The days after the All-Star break are a particularly slow time in the world of NBA news. The trade deadline has passed and there aren’t games for a few days, which means there’s a lot of time to fill on podcasts and in columns and you can only spend so much of it coming up with ideas to make All-Star weekend better.

That can mean unloading the notebook for reporters and insiders, and this weekend Howard Beck of The Ringer dropped a brief nugget on the Real Ones podcast that got a lot of traction. Beck said an executive told him to “keep an eye on” Ja Morant this summer if the Grizzlies were to have another early exit from the playoffs, indicating there was at least some belief Memphis could look to move the former All-Star guard.

With nothing else going on the last couple of days, that has been a point of conversation in the NBA as folks are always wondering who will be the next star to hit the market.

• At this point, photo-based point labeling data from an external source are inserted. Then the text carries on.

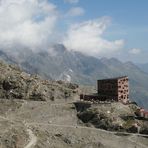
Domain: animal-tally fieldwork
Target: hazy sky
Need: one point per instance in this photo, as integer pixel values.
(110, 28)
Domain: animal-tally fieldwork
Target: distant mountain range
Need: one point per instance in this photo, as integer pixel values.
(79, 68)
(143, 66)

In Memphis, that wasn’t something people were very happy about, and Grizzlies GM Zach Kleiman gave a statement to Drew Hill of the Daily Memphian that made it very clear that Morant was not going to get traded, calling it a “fantasy” of other executives.

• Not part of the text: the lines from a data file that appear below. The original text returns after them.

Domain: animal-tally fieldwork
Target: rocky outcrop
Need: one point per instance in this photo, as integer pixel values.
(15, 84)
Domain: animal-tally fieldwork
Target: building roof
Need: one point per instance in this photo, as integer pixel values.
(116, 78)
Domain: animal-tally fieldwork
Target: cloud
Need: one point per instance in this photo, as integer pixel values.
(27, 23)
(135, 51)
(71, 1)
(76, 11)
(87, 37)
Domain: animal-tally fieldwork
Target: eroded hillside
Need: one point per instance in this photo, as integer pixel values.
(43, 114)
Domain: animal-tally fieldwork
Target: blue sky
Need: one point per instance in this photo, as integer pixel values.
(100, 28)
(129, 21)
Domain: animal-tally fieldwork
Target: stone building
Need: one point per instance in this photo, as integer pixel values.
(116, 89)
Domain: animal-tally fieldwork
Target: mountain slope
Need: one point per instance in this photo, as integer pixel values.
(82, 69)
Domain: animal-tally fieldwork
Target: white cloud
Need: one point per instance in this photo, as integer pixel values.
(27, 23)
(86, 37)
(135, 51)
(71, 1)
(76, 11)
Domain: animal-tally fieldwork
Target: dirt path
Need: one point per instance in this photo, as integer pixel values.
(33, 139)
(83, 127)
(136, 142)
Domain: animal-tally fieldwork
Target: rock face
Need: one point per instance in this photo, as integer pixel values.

“I can’t blame other “executives” for fantasizing about us trading Ja,” Kleiman said. “But it’s just that – fantasy. We are not trading Ja. Continue to underestimate Ja, this team and this city, and we will let our performance on the floor speak for itself. I’m not going to give this nonsense further oxygen and look forward to getting back to basketball.”

It’s smart of Kleiman to shut this down, and unlike Pat Riley’s statement from earlier this year about the Heat not trading Jimmy Butler, this is not a situation where there’s a trade request battle going on behind the scenes. A “no comment” would’ve only made things worse, so Kleiman does a good job of making it clear these rumors came from other teams — noting why they’d want them to be true in the process — and then shut down the idea and says they’re going to move on.

After what happened in Dallas with Luka Doncic, I think everyone around the league is curious to see if there is a real shift in how teams look at who is a max guy. Morant has three more years on his contract after this one, so unlike Doncic, there’s not a looming extension decision in the immediate future, but I also think people have been a bit too quick to point to the Luka trade as the beginning of a league-wide trend rather than considering it just might be a wildly erratic decision by a relatively new GM and ownership group.